*** This review may contain spoilers ***
Torture to us is an abstraction, as is the Global War on Terror and the
use of "Extraordinary Rendition" the focus of this film. It takes the
dramatic arts to bring a simulacrum of these concepts, these events, to
those who will never experience them.
The paradox of such an endeavor is that no matter how horrible the actual experience is, the film must be broadly something we call entertainment. It must leave the viewer with something other than despair over the human condition. The writers must give us something to feel hopeful about, affirm some belief that individuals can rise above the institutionalized forces that smother courageous impulse.
It is George W. Bush's America that is the evil entity in this film, epitomized by the beloved Merril Streep playing the CIA official who orders the rendition. The casting was no accident. Streep used her dramatic skills, and more, to illustrate that American evil shall not be made into a caricature, that this is a film to contemplate long after the final scene.
We are brought into the cycle of hatred and violence between fundamental Islam and Western hegemony by the magical acting and cinematography. At any point you can stop the wheel and have the illusion of locating the the agent of terror, of discerning the good guys from the bad. But it is only an illusion, as there is infinite regress of pain and retribution that justifies any depredation, at least to the one who is imparting it.
Two dramatic threads are interwoven in this film, in a way that I will not divulge. One shows the deadly politics of Egypt, punctuated by suicide bombs and torture. The other shows the high stakes politics of America, where death comes in the form of a lost Senate election, or being fired from an influential Capital Hill job. Both rang eerily true.
The hero that this film needs to get people to buy the tickets that pay the bills for making this film, is a made of the same "right stuff" as thousands of such cinema heroes. This CIA agent's actions, his strengths, his character is a part of the American myth, that in different forms we must perpetuate to sell tickets to movies and to support our wars.
As he was about to put his career on the line, his phone call was not to his President, or his lawyer, it was to The Washington Post. It echoed the same call made by Robert Redford in "Three Days of the Condor" to blow the whistle on his fictional villain in high places.

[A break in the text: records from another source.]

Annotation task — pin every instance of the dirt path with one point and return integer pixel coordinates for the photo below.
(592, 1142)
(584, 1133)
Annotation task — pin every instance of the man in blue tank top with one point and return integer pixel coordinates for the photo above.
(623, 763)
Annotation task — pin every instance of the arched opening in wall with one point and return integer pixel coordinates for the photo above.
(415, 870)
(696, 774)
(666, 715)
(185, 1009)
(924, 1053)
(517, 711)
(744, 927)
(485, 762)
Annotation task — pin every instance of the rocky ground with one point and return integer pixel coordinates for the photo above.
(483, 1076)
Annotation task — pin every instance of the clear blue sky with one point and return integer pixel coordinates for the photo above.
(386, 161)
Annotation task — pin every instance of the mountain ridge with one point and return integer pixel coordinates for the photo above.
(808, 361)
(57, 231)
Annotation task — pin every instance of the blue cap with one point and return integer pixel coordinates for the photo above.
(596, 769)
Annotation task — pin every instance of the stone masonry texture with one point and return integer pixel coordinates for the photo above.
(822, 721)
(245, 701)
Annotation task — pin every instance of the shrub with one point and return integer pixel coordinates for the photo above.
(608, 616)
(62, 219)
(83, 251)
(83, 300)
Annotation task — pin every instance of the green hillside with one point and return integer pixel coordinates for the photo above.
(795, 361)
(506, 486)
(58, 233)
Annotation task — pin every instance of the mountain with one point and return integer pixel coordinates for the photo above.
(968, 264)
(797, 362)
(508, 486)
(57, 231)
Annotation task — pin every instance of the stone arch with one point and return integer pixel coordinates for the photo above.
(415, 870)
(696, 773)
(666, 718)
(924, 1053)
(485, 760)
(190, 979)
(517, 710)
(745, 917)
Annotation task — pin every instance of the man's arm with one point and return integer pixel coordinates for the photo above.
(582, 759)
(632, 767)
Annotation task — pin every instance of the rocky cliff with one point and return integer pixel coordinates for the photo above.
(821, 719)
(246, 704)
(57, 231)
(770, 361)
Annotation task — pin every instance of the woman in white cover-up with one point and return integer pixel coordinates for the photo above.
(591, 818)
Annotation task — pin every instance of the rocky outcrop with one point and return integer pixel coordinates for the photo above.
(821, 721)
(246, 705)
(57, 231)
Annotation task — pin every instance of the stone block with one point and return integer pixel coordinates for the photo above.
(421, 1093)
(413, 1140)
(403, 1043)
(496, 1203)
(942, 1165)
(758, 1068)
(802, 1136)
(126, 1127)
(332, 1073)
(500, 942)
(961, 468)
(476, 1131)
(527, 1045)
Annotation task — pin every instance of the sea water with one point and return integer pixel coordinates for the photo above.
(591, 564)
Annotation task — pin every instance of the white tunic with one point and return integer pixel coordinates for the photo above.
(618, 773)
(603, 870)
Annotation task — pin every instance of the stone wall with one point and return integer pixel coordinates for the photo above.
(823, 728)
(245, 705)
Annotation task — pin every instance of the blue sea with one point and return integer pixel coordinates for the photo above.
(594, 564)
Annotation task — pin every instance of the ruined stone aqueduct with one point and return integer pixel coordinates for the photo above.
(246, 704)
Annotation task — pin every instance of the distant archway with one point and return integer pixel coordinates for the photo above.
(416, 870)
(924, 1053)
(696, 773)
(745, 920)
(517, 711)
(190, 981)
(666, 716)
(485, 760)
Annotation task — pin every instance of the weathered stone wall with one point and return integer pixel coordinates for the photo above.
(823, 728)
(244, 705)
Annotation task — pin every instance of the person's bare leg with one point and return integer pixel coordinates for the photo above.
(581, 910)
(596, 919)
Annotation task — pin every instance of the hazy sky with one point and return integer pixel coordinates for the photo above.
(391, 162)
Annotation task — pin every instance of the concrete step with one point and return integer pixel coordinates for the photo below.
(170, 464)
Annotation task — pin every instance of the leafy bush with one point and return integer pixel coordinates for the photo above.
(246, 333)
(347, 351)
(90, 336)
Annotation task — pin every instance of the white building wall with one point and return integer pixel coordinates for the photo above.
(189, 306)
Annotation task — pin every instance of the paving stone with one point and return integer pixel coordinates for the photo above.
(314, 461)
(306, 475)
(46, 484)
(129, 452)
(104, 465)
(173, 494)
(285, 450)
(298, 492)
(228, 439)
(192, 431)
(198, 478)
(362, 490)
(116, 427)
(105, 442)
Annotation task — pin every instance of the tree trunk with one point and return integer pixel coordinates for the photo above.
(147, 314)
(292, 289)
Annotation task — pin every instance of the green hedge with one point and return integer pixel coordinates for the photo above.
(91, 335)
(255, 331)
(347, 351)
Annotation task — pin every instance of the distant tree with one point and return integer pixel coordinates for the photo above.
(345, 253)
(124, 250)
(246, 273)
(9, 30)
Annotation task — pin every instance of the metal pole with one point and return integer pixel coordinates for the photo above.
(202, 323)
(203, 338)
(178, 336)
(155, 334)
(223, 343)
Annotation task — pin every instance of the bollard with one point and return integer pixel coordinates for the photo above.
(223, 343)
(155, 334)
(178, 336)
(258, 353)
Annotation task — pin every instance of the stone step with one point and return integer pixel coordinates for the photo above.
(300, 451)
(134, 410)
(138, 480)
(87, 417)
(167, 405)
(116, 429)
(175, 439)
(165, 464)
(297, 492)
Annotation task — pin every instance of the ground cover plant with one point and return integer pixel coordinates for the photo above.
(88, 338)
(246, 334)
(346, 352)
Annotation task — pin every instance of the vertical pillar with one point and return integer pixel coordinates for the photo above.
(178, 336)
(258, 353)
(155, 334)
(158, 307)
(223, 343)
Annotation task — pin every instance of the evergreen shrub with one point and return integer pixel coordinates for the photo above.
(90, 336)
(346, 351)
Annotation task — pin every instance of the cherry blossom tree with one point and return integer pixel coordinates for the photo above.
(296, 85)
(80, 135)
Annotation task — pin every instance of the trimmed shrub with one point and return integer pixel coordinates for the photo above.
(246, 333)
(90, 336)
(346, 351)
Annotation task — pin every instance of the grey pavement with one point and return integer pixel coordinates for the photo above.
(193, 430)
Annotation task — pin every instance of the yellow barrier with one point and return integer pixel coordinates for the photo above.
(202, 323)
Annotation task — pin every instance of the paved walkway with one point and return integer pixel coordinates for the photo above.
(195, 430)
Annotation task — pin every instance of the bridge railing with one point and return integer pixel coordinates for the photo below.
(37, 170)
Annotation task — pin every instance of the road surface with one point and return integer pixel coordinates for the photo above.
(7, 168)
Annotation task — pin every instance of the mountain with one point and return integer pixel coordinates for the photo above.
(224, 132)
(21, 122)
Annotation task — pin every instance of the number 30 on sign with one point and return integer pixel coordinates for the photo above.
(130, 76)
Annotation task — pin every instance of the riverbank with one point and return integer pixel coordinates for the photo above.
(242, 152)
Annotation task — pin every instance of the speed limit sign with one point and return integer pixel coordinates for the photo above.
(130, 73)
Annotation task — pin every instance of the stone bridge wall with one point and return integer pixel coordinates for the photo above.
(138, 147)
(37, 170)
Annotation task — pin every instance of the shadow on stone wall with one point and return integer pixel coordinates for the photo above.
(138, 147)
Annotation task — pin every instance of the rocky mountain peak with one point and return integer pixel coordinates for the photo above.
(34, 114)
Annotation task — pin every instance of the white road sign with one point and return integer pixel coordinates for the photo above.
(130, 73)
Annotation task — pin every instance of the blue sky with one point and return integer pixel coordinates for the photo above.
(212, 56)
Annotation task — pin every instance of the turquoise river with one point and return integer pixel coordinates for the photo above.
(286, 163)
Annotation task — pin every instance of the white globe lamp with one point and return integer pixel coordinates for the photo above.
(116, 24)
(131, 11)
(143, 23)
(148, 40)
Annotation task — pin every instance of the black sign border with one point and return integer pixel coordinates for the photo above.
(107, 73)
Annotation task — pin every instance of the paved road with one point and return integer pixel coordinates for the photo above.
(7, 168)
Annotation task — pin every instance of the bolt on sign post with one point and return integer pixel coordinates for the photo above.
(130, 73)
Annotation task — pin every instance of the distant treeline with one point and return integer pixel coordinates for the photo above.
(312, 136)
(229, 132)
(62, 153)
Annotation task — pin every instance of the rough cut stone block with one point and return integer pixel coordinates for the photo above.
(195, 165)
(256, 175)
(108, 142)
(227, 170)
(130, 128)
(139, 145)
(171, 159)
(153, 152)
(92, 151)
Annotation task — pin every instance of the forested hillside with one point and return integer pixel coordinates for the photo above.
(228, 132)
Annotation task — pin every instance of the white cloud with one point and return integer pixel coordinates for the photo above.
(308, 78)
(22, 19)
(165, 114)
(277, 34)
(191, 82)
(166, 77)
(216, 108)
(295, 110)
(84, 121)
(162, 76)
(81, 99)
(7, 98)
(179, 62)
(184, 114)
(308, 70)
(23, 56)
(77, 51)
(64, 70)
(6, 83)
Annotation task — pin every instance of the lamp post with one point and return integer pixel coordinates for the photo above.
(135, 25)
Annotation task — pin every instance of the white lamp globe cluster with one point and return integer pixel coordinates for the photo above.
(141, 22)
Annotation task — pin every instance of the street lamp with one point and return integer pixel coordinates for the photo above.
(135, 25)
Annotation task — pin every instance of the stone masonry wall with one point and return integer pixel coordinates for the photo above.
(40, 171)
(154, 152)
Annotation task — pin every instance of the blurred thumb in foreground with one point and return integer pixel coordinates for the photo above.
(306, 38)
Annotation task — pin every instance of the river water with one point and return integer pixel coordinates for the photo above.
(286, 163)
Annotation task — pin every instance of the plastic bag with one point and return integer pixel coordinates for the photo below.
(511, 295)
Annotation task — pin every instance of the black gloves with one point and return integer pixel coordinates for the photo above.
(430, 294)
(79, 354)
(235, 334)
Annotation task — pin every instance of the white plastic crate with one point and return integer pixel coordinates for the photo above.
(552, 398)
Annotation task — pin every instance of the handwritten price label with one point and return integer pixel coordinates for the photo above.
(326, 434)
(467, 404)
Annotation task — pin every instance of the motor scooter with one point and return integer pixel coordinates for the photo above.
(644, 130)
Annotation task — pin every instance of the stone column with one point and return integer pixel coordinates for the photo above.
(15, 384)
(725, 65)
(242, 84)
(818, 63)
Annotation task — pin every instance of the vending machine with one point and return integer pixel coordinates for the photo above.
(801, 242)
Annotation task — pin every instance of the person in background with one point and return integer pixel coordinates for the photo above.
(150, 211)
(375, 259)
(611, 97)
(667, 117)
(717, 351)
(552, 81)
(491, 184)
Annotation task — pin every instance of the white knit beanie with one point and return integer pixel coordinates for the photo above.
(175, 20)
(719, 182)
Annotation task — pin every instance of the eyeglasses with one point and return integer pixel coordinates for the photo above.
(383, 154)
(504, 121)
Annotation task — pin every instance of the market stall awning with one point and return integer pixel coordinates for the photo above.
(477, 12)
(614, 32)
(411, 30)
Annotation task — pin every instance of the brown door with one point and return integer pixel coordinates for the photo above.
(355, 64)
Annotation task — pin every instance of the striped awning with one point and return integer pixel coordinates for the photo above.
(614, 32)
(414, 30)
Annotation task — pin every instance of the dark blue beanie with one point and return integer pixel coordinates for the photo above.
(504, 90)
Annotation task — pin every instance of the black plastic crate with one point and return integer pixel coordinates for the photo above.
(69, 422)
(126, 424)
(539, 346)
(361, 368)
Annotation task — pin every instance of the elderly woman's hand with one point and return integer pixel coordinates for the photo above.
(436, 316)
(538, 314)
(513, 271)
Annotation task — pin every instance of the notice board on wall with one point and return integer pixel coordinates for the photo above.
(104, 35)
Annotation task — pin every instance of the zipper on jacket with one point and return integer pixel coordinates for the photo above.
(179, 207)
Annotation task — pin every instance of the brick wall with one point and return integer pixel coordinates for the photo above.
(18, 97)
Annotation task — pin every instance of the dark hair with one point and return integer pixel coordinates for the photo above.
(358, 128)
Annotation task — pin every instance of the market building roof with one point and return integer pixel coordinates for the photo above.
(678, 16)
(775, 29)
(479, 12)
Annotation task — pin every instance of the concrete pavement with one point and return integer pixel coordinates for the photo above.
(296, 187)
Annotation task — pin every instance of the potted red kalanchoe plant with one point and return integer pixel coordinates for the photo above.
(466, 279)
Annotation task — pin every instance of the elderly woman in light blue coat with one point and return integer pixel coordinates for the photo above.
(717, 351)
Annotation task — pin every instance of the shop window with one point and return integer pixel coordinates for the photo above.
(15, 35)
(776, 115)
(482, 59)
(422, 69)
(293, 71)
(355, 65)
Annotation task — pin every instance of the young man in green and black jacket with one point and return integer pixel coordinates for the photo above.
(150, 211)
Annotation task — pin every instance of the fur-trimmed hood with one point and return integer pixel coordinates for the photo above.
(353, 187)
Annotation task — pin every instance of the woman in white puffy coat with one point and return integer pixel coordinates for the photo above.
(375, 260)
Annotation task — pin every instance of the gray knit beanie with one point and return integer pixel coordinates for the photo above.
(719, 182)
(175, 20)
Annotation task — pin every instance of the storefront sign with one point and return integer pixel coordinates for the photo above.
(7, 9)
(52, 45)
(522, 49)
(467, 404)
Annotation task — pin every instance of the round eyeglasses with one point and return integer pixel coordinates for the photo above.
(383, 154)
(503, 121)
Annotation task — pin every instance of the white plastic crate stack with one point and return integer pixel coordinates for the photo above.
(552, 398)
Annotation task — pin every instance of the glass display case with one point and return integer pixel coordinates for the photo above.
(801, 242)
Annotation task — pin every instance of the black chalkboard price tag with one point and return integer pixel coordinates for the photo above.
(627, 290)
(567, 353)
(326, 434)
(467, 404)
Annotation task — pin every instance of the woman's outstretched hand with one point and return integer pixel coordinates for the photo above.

We are supposed to imagine that today's Washington Post would have the courage to expose malfeasance without waiting a year in deference to the Administrations exhortation to protect national security. We are asked to believe that George W. Bush's Whitehouse has the same deference to the press as Carter's.
This was after all a work of fiction. So, it is fine that the hero was brave and there was a powerful force for good that transcended all that has gone wrong in this country during the last years. The film is well crafted and enlightening. But don't get too much pleasure out of the happy ending, since that part was from a different time and a different country.